Scientific classification
- Kingdom: Plantae
- Clade: Embryophytes
- Clade: Tracheophytes
- Clade: Angiosperms
- Clade: Eudicots
- Clade: Rosids
- Order: Fabales
- Family: Fabaceae
- Subfamily: Faboideae
- Genus: Astragalus
- Species: A. ertterae
- Binomial name: Astragalus ertterae Barneby & Shevock

= Astragalus ertterae =

- Authority: Barneby & Shevock
- Conservation status: G1

Species of legume

Astragalus ertterae is a rare species of milkvetch known by the common name Walker Pass milkvetch. It is endemic to California, where it is known from only three occurrences near Walker Pass in the Sierra Nevada. It is endangered by trampling, trail use, and also grazing.
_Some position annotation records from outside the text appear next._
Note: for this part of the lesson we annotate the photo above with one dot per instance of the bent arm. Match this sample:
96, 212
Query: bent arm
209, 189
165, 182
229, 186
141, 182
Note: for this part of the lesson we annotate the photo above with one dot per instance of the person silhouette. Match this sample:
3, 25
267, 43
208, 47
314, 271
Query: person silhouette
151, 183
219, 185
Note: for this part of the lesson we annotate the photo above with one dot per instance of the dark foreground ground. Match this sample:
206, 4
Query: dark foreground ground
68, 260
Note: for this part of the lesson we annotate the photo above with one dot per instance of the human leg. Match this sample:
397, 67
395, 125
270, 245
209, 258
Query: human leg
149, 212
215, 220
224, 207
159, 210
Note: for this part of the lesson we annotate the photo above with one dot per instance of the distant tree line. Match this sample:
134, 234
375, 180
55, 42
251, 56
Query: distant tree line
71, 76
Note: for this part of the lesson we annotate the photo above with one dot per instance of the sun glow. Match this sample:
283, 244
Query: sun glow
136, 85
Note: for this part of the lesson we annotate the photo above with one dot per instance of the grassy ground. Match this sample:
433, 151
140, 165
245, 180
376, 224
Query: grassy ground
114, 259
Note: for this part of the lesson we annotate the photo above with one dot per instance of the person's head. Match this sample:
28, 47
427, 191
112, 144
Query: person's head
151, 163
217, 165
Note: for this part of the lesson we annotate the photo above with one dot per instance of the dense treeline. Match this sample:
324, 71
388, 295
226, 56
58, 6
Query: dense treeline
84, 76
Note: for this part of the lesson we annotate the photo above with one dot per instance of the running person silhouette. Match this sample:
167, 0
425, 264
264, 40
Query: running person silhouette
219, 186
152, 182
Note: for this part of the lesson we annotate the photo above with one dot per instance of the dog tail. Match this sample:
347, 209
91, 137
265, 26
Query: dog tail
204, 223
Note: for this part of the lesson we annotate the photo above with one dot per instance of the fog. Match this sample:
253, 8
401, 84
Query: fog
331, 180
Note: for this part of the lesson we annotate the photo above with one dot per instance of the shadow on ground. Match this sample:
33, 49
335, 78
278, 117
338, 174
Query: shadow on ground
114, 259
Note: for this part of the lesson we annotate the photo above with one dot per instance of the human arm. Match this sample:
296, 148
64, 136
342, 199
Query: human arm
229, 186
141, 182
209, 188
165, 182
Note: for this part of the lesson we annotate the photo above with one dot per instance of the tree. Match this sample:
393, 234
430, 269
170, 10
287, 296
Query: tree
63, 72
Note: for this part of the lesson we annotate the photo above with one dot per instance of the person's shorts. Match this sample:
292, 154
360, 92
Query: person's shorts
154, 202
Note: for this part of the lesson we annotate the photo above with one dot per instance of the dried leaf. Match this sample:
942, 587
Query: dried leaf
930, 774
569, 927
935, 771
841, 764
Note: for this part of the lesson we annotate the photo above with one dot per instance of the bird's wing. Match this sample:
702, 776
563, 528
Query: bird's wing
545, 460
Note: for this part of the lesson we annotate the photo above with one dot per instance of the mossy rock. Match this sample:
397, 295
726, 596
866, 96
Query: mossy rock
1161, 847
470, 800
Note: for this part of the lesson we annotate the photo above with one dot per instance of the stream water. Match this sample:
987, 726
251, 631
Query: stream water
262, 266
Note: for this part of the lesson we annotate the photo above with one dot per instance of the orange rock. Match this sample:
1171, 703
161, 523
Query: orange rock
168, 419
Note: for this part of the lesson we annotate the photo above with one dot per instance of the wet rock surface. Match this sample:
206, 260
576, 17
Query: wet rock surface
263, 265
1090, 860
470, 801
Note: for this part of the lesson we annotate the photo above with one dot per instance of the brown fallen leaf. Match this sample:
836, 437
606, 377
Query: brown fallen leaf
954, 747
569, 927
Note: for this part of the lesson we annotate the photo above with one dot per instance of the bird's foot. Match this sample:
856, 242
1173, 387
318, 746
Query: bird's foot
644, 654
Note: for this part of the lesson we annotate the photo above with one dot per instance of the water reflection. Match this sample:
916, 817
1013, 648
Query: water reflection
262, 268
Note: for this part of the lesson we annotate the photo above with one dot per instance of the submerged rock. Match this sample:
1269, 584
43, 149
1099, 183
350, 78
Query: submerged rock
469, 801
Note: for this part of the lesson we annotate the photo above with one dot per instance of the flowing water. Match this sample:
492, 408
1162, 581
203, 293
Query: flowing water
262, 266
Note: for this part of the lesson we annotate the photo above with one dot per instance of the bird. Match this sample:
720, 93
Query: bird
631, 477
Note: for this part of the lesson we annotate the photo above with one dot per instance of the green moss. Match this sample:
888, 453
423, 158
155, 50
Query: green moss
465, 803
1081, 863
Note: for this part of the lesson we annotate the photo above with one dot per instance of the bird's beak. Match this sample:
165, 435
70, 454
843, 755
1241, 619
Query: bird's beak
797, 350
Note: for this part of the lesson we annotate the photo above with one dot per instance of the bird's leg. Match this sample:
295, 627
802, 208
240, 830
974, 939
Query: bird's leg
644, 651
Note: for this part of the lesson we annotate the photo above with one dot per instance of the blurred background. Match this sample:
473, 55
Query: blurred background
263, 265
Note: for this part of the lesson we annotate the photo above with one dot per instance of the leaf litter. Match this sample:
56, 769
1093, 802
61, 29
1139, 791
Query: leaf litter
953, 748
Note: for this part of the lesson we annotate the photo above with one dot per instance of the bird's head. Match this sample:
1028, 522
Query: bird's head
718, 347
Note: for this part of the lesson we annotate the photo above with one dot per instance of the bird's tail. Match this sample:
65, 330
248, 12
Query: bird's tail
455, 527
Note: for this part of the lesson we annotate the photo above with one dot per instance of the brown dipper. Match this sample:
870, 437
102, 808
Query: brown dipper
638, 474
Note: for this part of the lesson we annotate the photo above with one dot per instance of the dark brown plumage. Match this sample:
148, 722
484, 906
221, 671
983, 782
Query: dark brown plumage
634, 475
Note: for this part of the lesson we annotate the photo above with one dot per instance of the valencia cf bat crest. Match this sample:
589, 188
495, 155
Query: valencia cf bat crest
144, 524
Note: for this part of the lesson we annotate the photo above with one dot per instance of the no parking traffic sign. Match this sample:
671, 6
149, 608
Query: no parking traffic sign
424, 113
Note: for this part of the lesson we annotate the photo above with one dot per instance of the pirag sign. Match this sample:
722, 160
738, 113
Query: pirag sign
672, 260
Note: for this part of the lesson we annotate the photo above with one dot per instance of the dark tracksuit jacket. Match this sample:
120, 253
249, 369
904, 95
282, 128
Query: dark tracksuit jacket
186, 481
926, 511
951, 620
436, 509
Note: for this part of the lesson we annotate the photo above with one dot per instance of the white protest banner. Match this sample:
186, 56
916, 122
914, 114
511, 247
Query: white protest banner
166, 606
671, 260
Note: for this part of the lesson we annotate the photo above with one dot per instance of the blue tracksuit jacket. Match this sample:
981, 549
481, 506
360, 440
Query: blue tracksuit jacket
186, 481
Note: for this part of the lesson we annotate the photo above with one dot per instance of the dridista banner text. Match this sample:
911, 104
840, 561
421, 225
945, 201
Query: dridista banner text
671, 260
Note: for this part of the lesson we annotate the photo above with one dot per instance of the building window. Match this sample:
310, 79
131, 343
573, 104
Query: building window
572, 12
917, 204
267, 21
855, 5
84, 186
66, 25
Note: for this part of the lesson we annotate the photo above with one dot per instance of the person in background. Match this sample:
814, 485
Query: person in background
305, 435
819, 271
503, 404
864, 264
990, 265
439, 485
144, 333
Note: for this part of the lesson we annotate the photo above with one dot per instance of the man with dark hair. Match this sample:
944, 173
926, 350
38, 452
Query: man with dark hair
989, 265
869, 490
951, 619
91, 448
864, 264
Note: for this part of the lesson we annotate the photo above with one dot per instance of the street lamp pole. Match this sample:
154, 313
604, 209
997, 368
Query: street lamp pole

It is only found in the northeast corner of Kern county, in the Sierra Nevada. Its bloom period is April and May.

==Description==
Astragalus ertterae is hairy perennial herb with a stem no more than 10 centimeters long, much of which grows underground. There are 4 or 5 leaves which are a few centimeters long and made up of several oval-shaped leaflets. The dense inflorescence holds up to 17 cream-colored flowers, each about a centimeter long. The fruit is a swollen, hairless legume pod which dries to a leathery texture.

It is closely morphologically related to Astragalus bicristatus.